Em 1926, Mao Zedong une-se aos militares revolucionários e seu Exército Vermelho, chefiados pelo general Chu Teh. Juntos retiram-se para Kiangsi, no interior do país, com o objetivo de organizar suas bases de apoio. Ao lado de Chu Teh e Chu Enlai, em 1931, Mao proclama, nos territórios controlados pelo Exército Vermelho, a República Socialista da China, sob a inspiração da grande Revolução Soviética da Rússia.

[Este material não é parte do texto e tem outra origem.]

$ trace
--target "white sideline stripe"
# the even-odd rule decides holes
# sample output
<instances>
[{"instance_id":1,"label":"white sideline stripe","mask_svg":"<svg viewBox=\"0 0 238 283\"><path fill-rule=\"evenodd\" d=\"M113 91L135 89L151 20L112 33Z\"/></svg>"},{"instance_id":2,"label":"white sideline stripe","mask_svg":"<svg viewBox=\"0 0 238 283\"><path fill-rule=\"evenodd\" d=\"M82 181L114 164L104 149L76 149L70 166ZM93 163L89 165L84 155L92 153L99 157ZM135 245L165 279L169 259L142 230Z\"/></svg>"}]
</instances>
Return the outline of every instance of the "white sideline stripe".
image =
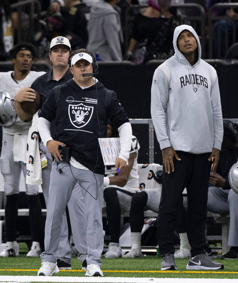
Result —
<instances>
[{"instance_id":1,"label":"white sideline stripe","mask_svg":"<svg viewBox=\"0 0 238 283\"><path fill-rule=\"evenodd\" d=\"M153 277L77 277L68 276L0 276L0 282L81 282L116 283L237 283L238 279L156 278Z\"/></svg>"}]
</instances>

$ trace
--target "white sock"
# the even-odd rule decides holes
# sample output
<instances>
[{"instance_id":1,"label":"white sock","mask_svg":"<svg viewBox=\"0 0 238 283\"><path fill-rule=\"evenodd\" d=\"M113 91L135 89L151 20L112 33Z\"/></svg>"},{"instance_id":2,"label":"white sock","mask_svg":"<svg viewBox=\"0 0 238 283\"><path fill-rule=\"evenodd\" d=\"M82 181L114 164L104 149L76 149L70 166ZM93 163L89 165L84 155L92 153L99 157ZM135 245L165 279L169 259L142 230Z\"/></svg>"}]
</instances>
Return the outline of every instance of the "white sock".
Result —
<instances>
[{"instance_id":1,"label":"white sock","mask_svg":"<svg viewBox=\"0 0 238 283\"><path fill-rule=\"evenodd\" d=\"M191 249L187 233L179 233L180 237L180 248L188 248Z\"/></svg>"},{"instance_id":2,"label":"white sock","mask_svg":"<svg viewBox=\"0 0 238 283\"><path fill-rule=\"evenodd\" d=\"M7 246L11 247L12 248L13 248L13 242L7 242L6 244Z\"/></svg>"},{"instance_id":3,"label":"white sock","mask_svg":"<svg viewBox=\"0 0 238 283\"><path fill-rule=\"evenodd\" d=\"M133 232L131 233L131 249L135 248L141 249L141 232Z\"/></svg>"},{"instance_id":4,"label":"white sock","mask_svg":"<svg viewBox=\"0 0 238 283\"><path fill-rule=\"evenodd\" d=\"M38 242L33 242L32 246L37 246L40 247L40 243Z\"/></svg>"}]
</instances>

Chiang Kaishek liderou um golpe militar em 1927 e iniciou uma feroz perseguição aos comunistas, assim como a retomada da política de concessões às potências imperialistas. No mundo se destacava a ascensão do fascismo na Itália, no Japão e na Alemanha. O Japão avança em sua ocupação na Manchúria, em 1931, e instala um governo títere que denominou Manchuquo. Chiang Kaishek tomou posição passiva diante da atitude dos japoneses, mas mesmo assim os comunistas propuseram a concertação de aliança tendo em vista derrotar o inimigo principal do país: os japoneses. Chiang Kaishek recusou essa aliança e promoveu de 1931 a 1935 cinco campanhas de cerco e aniquilamento tendo como alvo as bases centrais do Exército Vermelho. Na quinta campanha impôs severa derrota às forças revolucionárias obrigando-as a uma retirada estratégica. Essa retirada transformou-se na Longa Marcha, após uma reorganização da direção comunista que passou a contar com a liderança de Mao Zedong e Chu Enlai, além de Chu Teh. Esta grande retirada se consagrou como uma importante ofensiva política para enfrentar os Exércitos do Norte.

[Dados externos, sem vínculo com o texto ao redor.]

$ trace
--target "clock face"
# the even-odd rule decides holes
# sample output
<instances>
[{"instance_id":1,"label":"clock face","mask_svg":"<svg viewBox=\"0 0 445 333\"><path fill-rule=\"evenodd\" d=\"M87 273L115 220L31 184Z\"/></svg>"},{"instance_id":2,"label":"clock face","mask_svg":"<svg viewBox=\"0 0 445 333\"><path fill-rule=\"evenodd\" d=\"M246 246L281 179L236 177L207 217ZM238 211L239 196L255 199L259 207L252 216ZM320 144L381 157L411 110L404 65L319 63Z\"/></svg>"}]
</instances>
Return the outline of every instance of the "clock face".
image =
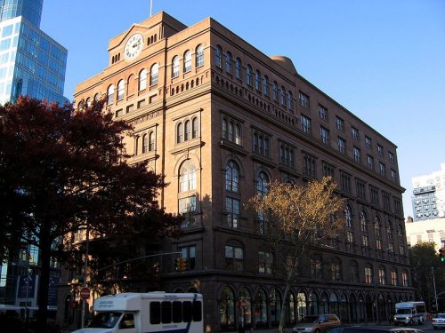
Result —
<instances>
[{"instance_id":1,"label":"clock face","mask_svg":"<svg viewBox=\"0 0 445 333\"><path fill-rule=\"evenodd\" d=\"M125 48L124 50L125 59L127 60L132 60L136 58L141 51L142 51L143 37L141 34L133 35L130 39L125 44Z\"/></svg>"}]
</instances>

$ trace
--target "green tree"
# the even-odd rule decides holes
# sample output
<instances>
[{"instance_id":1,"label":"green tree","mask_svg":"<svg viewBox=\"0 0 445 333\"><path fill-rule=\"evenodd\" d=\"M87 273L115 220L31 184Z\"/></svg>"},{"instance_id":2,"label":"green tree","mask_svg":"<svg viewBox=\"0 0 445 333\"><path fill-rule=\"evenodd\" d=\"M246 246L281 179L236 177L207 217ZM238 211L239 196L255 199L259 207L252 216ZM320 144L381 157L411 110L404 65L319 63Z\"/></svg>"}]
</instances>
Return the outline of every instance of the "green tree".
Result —
<instances>
[{"instance_id":1,"label":"green tree","mask_svg":"<svg viewBox=\"0 0 445 333\"><path fill-rule=\"evenodd\" d=\"M158 205L163 177L126 162L122 138L132 127L102 110L101 101L79 112L24 97L0 107L0 258L39 248L39 332L56 241L85 224L110 237L145 234L149 242L179 228L180 219Z\"/></svg>"},{"instance_id":2,"label":"green tree","mask_svg":"<svg viewBox=\"0 0 445 333\"><path fill-rule=\"evenodd\" d=\"M247 204L262 219L264 244L273 254L272 274L285 285L279 318L283 331L290 287L298 279L298 266L314 244L336 236L344 226L344 200L334 194L336 184L330 178L310 181L300 186L273 181L264 196L255 195Z\"/></svg>"},{"instance_id":3,"label":"green tree","mask_svg":"<svg viewBox=\"0 0 445 333\"><path fill-rule=\"evenodd\" d=\"M434 247L433 242L421 242L409 250L416 299L425 300L430 311L433 305L435 306L433 280L436 282L437 293L445 291L445 266L441 261ZM434 279L433 279L433 273Z\"/></svg>"}]
</instances>

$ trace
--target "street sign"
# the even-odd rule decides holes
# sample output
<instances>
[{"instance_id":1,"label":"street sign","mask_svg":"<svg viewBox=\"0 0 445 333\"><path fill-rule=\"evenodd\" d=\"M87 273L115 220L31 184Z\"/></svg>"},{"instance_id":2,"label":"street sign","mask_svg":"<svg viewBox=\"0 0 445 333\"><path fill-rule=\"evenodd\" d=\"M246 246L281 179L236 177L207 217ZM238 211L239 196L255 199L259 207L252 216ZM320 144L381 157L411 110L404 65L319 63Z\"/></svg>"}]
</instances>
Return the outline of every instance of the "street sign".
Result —
<instances>
[{"instance_id":1,"label":"street sign","mask_svg":"<svg viewBox=\"0 0 445 333\"><path fill-rule=\"evenodd\" d=\"M90 289L86 287L84 287L80 289L80 297L82 299L88 299L90 298Z\"/></svg>"},{"instance_id":2,"label":"street sign","mask_svg":"<svg viewBox=\"0 0 445 333\"><path fill-rule=\"evenodd\" d=\"M247 306L247 302L246 302L246 299L241 299L241 307L245 309Z\"/></svg>"}]
</instances>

A Longa Marcha e sua trajetória


O exército comunista, que adotou a denominação de Exército de Libertação Popular, liderado por Mao Zedong, Chu Enlai, Wang Jiaxiang e Chu Teh foi composto por 100 mil homens (soldados e camponeses) percorreu 9.650 quilômetros por quase um ano (de 16/10/1934 a 20/10/1935) em condições extremamente duras. Durante a jornada, morreram cerca de 80% do contingente, incluindo um irmão de Mao Zedong.

Na verdade, dentro do Kuomintang, quatro correntes digladiavam entre si. Havia os que se declaravam pró-japoneses, propondo a paz com um acordo de cedência da Manchúria; outro setor propugnava uma resistência passiva; uma terceira ala propunha, ao contrário, uma resistência ativa – mas sem aliança com os comunistas — e por fim havia uma corrente que defendia uma aliança com os comunistas para fortalecer uma resistência ativa conjunta, força que se situava mais ao Norte e que já tinha experimentado ações de luta armada unificada com o Exército de Libertação Popular.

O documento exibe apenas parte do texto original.